Back to Life, Back to Orality
Journalism
Just last week, we heard this pronouncement from D. Graham Burnett, a historian of Science and Technology at Princeton on the Hard Fork podcast:
YouTube Short excerpt from a longer segment on the Hard Fork podcast featuring D. Graham Burnett.
Great insights here. Let's go through them line by line. Graham says:
Longform immersive literacy is coming to an end as a widespread cultural phenomenon.
"Longform immersive literacy" is such a good way to frame deep reading and books. I like the distinction he's deliberately making between deep, contemplative, analytical, "good" reading and fast, cursory, easily distracted skimming, "not so good" reading.
People do not read now like they did 10 years ago. They don't read like they did 2 years ago. They definitely don't read like they did 30 years ago.
And people are not going to get stupider. People are getting smarter. But their ability to immerse themselves in a tradition that presents itself like this (points to a shelf of books) is finished.
Maryanne Wolf is one of the best people to listen to on this — she's an expert on reading and brain, author of one of my favorite books on the subject, Proust and the Squid. In her most recent book, Reader, Come Home, she asks: "Will the mix of continuously stimulating distractions of children's attention and immediate access to multiple sources of information give young readers less incentive either to build their own storehouses of knowledge or to think critically for themselves?"
Here, Burnett is basically suggesting that the traditional form of longform immersive literacy (the book) is basically over. I think it's not that black and white. I don't think immersive book reading is necessarily going extinct — I think we will and we are finding new techniques to make these slower cognitive processes Wolf talks about possible. Just like journalism, the old form of the print newspaper is fading, we are finding new ways of getting the news, and longform investigations and deep dives are finding their way to new forms. They just may not be where we were used to looking for them (in paper magazines and newsprint). In fact, this is what Burnett suggests next:
I mean that's why y'all do a podcast basically. This is orality.
Like, once upon a time you'd have been journalists writing long pieces. You each kind of have been that, but in fact, now this is what journalism increasingly is.
So we are moving into a culture of orality, but we have a humanistic structure within modern colleges and universities that are still rooted in textuality, but that's finished.

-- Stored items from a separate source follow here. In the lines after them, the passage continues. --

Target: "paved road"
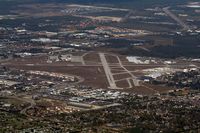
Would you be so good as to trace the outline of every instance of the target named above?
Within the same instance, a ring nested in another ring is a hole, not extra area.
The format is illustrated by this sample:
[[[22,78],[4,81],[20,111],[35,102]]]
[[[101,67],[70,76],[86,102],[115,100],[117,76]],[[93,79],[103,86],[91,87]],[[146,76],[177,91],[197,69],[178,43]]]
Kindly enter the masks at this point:
[[[82,65],[86,65],[86,64],[85,64],[84,57],[85,57],[87,54],[89,54],[89,53],[91,53],[91,52],[84,53],[84,54],[81,56]]]
[[[181,19],[179,19],[175,14],[173,14],[170,10],[170,7],[163,8],[163,11],[170,16],[173,20],[175,20],[178,24],[180,24],[183,27],[183,30],[191,30],[190,27],[185,24]]]
[[[99,53],[99,56],[100,56],[100,59],[101,59],[101,62],[102,62],[108,83],[110,85],[110,88],[111,89],[119,89],[115,84],[115,80],[114,80],[113,75],[111,73],[110,67],[108,66],[108,62],[106,60],[105,54]]]
[[[29,103],[29,104],[30,104],[29,106],[25,107],[24,109],[22,109],[22,110],[20,111],[21,114],[26,114],[26,111],[27,111],[28,109],[31,109],[31,108],[33,108],[33,107],[36,105],[35,101],[32,99],[31,96],[29,96],[29,97],[8,96],[7,98],[16,99],[16,100],[23,101],[23,102],[25,102],[25,103]]]
[[[35,103],[35,101],[34,101],[33,99],[27,99],[27,98],[26,98],[24,101],[30,103],[30,105],[29,105],[28,107],[22,109],[22,110],[20,111],[21,114],[26,114],[26,111],[27,111],[27,110],[33,108],[33,107],[36,105],[36,103]]]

This sounds quite stark on its face, and I think Burnett is sounding the alarm and doing it provocatively. But if you listen to the entire interview (which you should), he makes a very cogent argument that needs to be heard widely and discussed. There need to be new kinds of schools, he argues, not bound to the same traditions as the ivy-cloaked ivory towers, and this is where the new kinds of attention on orality (both in terms of the study of oral literature and in terms of knowledge transmission) comes in. I completely agree and I want to be a part of those new schools.